Poor Ed Miliband. Challenged on Desert Island Discs to name the record he’d take, if he could only take one, he abjectly nominated Robbie Williams’ Angels. Derision was universal and prompted David Cameron to make that quip about ‘loving Engels instead’.
It prompted Janice Turner to observe in The Times: Music is rather overrated in my view, though I know to admit this is like saying I have an aching void in my soul. I would exchange all eight records and my luxury for non-stop Radio 4.
I found that comforting. Brits are peculiarly nuts about music. In this country you defensively map your personality profile by the bands you claim to love. One slip and you’re in the Ed doo-doo. I expect a lot of people lie. Remember Gordon Brown’s Arctic Monkeys? I bet your toes curled when you heard that.

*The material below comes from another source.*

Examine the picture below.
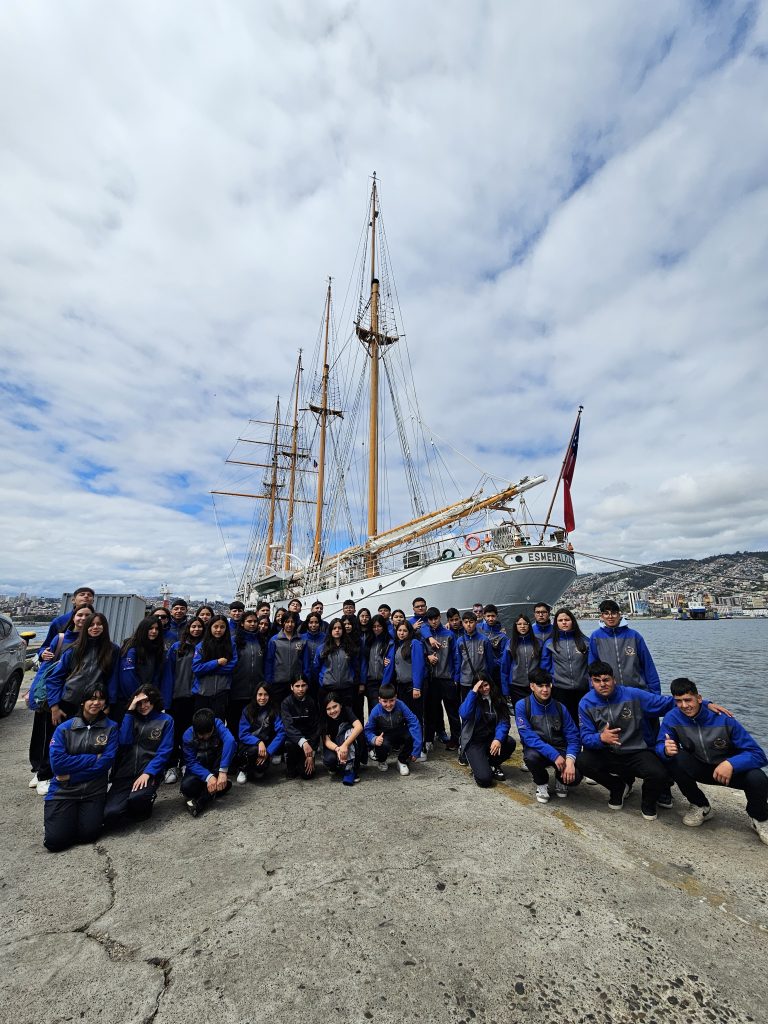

Which is why music is so important at funerals. If you want to define a clear and admirable legacy, do it with pop songs. They’ll express the very essence of you. Just have a look at YouTube and see how many people have posted their funeral playlist.
Music that was special to a dead person may well not be exclusively or even partially evocative of that person. If it does not embody the spirit and personality of the dead person, we listen dutifully and either enjoy it for its own sake or for the associations it has for us; or we just sit dutifully and passively and wait for it to stop.
Music is unquestionably powerful. But a pop song has peculiar power to take each of us back to a particular time and place and fill us with the particular feelings we had about what was going on in our lives back then. It can be a massive distraction.
I can only recall one funeral where the music embodied the person who’d died. Actually, he’d killed himself. I can’t remember what the music was, and no one knew it. But it was jazzy, quirky and droll, just as the dead young man had been — it was perfect. And because we’d never heard it before, it was powerful enough to make us smile.
Sorry, but ‘This was a song she loved’ usually just doesn’t hack it. So what?
And if it’s a song that’s often played at funerals, it depersonalises the occasion and makes it generic.
For me, please, silence. At a pinch, Radio 4 on in the background — I used to sleep with it on until my most recent wife made me stop.
Actually, I could be tempted by this elephant playing a piano duet.
Lovely! I wouldn’t say music is ‘overrated’ but it’s certainly difficult to choose a single piece that’s ‘defining’. Especially publicly: Ed’s Engels and Gordon’s Monkeys! Music is the shorthand of emotion and we all change moods all the time. Tolstoy said that, after silence, that which comes nearest to expressing the inexpressible is music. He wasn’t referring to lyrics about twerking.
Larkin is wise, in his less deceived way. In one poem he describes a visit, his mother in the kitchen, he in another room listening to his beloved jazz. his mother calls out ‘that’s a pretty one dear’ and he reflects:
‘Oliver’s Riverside Blues, it was. And now
I shall, I suppose, always remember how
The flock of notes those antique negroes blew
Out of Chicago air into
A huge remembering pre-electric horn
The year after I was born
Three decades later made this sudden bridge
From your unsatisfactory age
To my unsatisfactory prime.
Truly, though our element is time,
We are not suited to the long perspectives
Open at each instant of our lives.
They link us to our losses: worse,
They show us what we have as it once was,
Blindingly undiminished, just as though
By acting differently, we could have kept it so.’
The last three lines seem very apt. Music is often the point in the service where emotion surfaces. It’s used sometimes as a shared joke or a private memory. Sometimes it’s there as a surprise or even a shock for everyone not in on the secret.
However it is used though, it has the merit of not being words and even songs with twerking in them can carry all sorts of meanings for the people listening.
I wonder if the problem is that it may have been his favourite song, but does it have a funerary function? Does it help with what’s happening? Vera Lynne singing “The White Cliffs of Dover” may work for the edlerly in the congregation, but the young ‘uns will probably just wait until it is over.
And I don’t know that, recently, coming in to a jaunty early rock and roll number – his favourite artist – was a lot of help to his family. He’d died, by modern standards, quite young, and there was a lot of sadness in the room.
The symbolic function of his favourite song may be a long way from the ritual or ceremonial function latent in music. Why not keep the less evocative, more purely personal stuff for the wake, or whatever you want to call it?
This is nothing to do with high/low culture. We’ve all heard pop songs at funerals that, in context, and in relation to the dead person, can be very moving and effective – but that’s because the music was right for a funerary purpose, not just because he liked The Big Boppa.